Now we have decided to move forward with the same goal. We organized it into two sections: community initiatives and cookbook initiatives, to provide an overview of achievements and tasks that everyone can contribute.
Community initiatives
The first step in this initiative focused on the prompt ranking project. Our goal was to create a dataset of synthetic and human-generated 10K prompts ranked by quality. The community response was immediate!
A few days later, over 385 people participated. We have released the DIBT/10K_PROMPTS_RANKED dataset for prompt ranking tasks or synthetic data generation. The dataset was used to build new models such as Spin.
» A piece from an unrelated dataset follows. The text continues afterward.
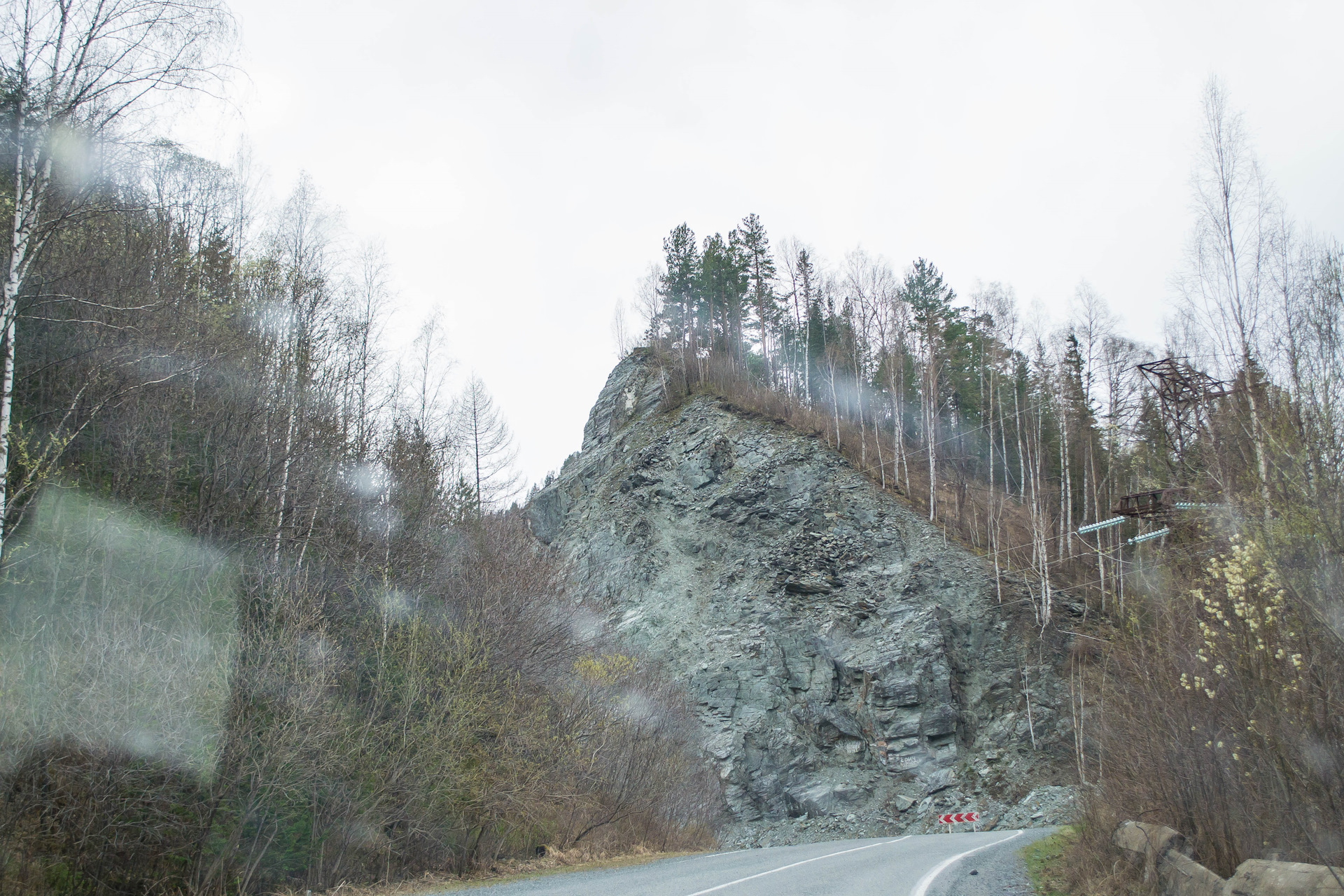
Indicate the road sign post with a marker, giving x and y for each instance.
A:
(958, 818)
Looking at global support from the community, we realized that English-centered data alone is not enough, and that open LLM does not have enough language-specific benchmarks. So, we created the Multilingual Prompt Evaluation Project (MPEP) with the aim of developing leaderboards for multiple languages. To that end, a subset of 500 high quality prompts from DIBT/10K_PROMPTS_RANKED was chosen to be translated into different languages.
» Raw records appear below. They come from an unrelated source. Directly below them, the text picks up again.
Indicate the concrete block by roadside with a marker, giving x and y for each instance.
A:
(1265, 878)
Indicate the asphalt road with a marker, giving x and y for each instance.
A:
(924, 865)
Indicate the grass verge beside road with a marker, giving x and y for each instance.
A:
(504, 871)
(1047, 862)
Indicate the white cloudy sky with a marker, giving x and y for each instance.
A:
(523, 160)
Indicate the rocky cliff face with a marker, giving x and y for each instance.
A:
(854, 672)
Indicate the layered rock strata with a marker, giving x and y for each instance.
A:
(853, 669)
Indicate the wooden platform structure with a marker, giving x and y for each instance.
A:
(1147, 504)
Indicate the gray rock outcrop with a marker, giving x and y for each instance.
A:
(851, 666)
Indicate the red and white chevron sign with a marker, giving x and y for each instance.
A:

Over 18 language leaders have created spaces for translation. Complete Dutch, Russian or Spanish translations, and more efforts are working towards a full translation of the prompt. Creating a Dataset Builder Community in Discord
We will continue to support our community’s efforts in the future, focusing on building datasets through tools and documentation.
Cookbook effort
As part of DIBT, we also created guides and tools to help the community build valuable datasets themselves.
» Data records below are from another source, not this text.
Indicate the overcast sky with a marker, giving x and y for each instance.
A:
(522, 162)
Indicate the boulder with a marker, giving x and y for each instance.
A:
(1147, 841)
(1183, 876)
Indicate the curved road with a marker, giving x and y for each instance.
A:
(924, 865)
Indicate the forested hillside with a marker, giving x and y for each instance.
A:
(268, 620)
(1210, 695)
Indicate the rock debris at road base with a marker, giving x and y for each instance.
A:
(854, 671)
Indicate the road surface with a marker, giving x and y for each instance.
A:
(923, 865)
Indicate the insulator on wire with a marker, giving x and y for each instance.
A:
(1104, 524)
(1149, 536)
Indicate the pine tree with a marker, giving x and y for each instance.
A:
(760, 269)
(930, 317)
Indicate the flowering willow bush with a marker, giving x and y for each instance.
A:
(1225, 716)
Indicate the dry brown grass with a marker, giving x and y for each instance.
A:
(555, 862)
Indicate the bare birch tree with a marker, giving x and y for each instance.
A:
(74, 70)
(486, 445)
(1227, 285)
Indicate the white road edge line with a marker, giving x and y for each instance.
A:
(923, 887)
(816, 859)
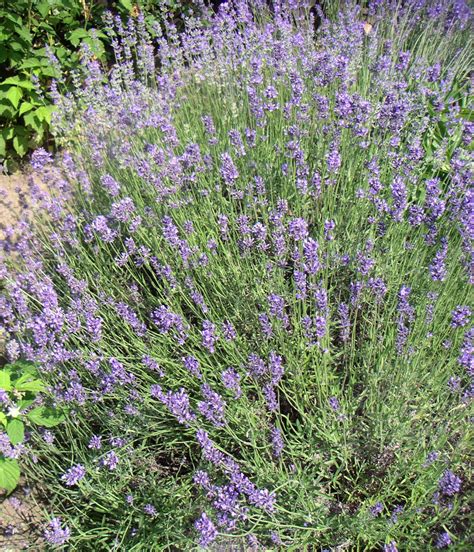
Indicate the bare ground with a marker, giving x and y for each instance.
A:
(21, 516)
Domain-specific datasets: Bootstraps the creation of more domain-specific datasets for training models, bringing together engineers and domain experts. DPO/ORPO datasets: help to nurture a community of people building more DPO-style datasets for different languages, domains, and tasks. KTO dataset: To allow communities to create their own KTO datasets.
What did we learn?
The community is eager to participate in these efforts and is excited to work collectively on the dataset. There are existing inequalities that must be overcome to ensure an inclusive and comprehensive benchmark. Currently, the open source community is underestimating datasets for specific languages, domains, and tasks. There are many of the tools that the community needs to effectively cooperate in building valuable datasets.
How can I get involved?
Follow the directions in the Readme for your project of interest to share datasets and results with the community, and contribute to your cookbook efforts by providing new guides and tools for everyone. Your contributions are invaluable to help us build robust and inclusive resources for everyone.
If you want to participate in it, join us on the #Data-IS-Better-Together channel of embracing face mismatches.
We look forward to building a better dataset with you!